Op-Ed: It's Time for a Weakened Mortgage Interest Deduction To Go

Last year's tax reform bill seriously curtailed the mortgage interest deduction, despite its reputation for untouchability. Perhaps lawmakers should get rid of it entirely.

1 minute read

May 4, 2018, 10:00 AM PDT

By Philip Rojc @PhilipRojc


California House

MR. INTERIOR / Shutterstock

In the Tax Cuts and Jobs Act of 2017, Republican lawmakers substantially reduced the mortgage interest deduction. Jordan Weissmann writes, "The benefit for homeowners was once considered a politically untouchable upper-middle-class entitlement, but the GOP aggressively curtailed it in order to pay for cuts elsewhere in the tax code."

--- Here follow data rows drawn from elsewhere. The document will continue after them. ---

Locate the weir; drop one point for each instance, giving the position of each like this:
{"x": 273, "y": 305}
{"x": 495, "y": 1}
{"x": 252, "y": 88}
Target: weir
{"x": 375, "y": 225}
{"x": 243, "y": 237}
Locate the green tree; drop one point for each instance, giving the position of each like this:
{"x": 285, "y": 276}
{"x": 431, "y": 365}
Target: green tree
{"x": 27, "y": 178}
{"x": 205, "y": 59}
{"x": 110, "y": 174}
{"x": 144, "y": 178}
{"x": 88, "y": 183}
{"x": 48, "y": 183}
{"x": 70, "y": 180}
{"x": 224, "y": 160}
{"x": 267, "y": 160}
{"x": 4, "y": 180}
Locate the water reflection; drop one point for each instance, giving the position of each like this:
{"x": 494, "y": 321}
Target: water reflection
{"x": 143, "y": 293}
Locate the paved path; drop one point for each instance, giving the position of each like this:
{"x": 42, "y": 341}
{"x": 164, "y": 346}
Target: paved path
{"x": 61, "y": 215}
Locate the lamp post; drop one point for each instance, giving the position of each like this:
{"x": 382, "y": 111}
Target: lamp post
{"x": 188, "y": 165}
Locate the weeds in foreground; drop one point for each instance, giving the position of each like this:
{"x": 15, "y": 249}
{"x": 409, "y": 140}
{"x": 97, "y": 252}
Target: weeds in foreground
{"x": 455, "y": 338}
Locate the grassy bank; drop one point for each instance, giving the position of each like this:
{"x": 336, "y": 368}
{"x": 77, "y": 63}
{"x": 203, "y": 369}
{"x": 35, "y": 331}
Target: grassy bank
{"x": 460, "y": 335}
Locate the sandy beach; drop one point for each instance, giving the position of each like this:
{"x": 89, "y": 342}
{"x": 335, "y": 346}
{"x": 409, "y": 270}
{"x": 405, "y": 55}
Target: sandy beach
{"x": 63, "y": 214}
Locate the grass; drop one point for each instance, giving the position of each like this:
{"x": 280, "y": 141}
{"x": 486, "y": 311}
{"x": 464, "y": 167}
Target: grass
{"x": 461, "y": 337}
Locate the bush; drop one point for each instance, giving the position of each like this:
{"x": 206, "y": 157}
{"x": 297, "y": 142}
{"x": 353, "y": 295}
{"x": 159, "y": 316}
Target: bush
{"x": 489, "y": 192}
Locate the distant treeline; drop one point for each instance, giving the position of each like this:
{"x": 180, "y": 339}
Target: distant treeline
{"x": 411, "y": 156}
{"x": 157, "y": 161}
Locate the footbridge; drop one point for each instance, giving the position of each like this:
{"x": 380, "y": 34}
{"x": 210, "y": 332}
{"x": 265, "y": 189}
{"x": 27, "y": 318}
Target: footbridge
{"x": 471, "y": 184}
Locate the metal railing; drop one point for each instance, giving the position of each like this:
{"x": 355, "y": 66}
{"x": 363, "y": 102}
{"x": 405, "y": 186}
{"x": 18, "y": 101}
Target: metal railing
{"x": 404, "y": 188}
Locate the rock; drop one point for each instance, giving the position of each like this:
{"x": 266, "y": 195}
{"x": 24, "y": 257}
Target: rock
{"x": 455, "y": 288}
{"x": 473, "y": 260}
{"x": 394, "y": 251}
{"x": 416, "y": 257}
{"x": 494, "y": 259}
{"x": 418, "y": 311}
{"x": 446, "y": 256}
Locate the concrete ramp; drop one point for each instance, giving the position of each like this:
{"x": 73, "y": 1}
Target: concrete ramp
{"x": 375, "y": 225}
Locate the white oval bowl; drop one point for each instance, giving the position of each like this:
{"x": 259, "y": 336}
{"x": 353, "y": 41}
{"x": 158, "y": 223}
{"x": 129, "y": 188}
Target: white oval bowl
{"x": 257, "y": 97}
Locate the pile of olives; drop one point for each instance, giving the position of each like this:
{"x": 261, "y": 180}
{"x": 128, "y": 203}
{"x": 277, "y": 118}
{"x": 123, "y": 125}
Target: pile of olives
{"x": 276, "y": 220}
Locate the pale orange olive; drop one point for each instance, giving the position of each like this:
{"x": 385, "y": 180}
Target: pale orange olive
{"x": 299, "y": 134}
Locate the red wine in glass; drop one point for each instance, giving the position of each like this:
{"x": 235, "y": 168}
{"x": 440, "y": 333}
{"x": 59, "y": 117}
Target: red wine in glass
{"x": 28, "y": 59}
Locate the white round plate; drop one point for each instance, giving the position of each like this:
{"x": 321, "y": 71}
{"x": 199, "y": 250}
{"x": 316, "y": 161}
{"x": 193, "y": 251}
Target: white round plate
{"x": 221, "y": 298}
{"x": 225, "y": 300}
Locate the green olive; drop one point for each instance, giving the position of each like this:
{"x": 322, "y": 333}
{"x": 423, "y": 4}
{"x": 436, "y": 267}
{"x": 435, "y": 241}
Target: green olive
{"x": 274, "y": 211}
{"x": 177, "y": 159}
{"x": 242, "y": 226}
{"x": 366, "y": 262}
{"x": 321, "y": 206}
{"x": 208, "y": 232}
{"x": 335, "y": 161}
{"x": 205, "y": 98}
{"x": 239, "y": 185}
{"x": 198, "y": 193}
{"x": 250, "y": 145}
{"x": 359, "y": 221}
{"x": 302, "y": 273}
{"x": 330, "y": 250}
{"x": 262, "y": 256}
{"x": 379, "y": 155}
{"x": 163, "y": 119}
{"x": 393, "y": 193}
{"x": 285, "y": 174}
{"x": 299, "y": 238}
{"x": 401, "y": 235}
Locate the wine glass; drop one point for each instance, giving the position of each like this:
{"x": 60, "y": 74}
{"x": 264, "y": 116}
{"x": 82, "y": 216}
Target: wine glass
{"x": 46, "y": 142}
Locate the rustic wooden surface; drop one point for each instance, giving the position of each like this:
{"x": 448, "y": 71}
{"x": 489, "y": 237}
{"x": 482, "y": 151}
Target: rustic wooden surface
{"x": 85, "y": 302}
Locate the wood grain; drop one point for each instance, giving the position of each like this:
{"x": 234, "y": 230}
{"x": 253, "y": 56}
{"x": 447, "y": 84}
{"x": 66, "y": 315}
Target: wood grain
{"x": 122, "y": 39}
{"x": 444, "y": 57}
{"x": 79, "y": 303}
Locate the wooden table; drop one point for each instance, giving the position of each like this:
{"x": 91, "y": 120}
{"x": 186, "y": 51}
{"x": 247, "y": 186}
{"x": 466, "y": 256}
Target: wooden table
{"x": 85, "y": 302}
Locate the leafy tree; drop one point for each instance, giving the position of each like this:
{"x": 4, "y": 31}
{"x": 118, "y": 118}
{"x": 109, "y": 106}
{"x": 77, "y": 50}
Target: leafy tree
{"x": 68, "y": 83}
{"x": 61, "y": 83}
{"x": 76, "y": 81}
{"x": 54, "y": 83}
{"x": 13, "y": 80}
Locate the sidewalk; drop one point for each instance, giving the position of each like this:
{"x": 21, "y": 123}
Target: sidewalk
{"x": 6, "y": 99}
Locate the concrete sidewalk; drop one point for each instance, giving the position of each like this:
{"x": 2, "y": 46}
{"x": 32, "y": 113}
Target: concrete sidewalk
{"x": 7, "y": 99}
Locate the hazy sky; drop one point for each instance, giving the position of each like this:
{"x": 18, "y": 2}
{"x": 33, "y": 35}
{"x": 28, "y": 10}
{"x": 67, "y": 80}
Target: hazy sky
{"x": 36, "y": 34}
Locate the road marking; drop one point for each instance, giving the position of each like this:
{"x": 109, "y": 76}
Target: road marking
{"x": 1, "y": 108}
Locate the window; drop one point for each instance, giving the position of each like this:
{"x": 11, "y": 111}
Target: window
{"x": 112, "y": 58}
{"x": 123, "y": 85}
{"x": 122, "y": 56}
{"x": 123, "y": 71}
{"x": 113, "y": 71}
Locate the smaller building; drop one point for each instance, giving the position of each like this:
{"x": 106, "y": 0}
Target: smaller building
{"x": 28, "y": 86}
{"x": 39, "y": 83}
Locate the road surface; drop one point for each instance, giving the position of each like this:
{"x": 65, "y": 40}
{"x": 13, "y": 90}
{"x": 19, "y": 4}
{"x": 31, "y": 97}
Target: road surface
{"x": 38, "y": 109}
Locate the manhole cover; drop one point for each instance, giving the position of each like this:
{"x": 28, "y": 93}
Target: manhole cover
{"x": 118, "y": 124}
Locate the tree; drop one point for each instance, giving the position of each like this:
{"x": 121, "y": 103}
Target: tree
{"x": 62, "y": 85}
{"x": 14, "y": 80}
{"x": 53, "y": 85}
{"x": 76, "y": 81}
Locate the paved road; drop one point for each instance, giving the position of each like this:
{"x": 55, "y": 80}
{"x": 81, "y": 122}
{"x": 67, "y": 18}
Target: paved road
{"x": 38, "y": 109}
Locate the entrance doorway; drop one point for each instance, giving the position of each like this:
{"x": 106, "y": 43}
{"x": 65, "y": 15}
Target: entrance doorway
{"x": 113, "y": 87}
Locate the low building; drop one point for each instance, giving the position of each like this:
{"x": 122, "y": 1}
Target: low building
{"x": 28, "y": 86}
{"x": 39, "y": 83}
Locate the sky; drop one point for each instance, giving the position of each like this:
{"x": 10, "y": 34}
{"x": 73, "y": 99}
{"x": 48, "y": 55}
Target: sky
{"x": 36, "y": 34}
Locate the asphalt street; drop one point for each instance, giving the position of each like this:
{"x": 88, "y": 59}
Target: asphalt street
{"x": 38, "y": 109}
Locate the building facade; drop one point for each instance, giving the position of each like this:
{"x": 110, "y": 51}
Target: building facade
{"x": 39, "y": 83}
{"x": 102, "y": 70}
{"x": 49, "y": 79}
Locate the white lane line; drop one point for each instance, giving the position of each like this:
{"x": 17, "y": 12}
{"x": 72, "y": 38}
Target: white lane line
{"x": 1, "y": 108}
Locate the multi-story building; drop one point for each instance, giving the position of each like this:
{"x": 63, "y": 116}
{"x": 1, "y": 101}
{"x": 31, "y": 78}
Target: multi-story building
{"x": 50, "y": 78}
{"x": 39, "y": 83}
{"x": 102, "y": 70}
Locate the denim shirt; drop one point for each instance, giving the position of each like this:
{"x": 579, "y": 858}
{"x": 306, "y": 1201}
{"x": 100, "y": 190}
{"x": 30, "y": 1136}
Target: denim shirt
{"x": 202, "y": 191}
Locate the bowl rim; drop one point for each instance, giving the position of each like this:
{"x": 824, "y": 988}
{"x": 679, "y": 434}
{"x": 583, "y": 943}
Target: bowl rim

The change is predicted to more than halve the deduction's effects. Weissmann cites a recent report from Congress’s Joint Committee on Taxation. "The report predicts that just 13.8 million households will subtract mortgage interest from their 2018 returns, down from 32.3 million in 2017. The total cost of the deduction will fall from $59.9 billion to $25 billion—a drop of about 58 percent."

While fewer homeowners will take the deduction, its benefits will be skewed toward the well-off to an even greater degree. "The MID has long been criticized for being a large giveaway to well-off blue staters with expensive homes. Going forward, it will be a smaller giveaway but an even more regressive one."

Weissmann argues that given the chance, Democratic lawmakers could probably kill off the deduction with few adverse effects, especially given a robust housing market.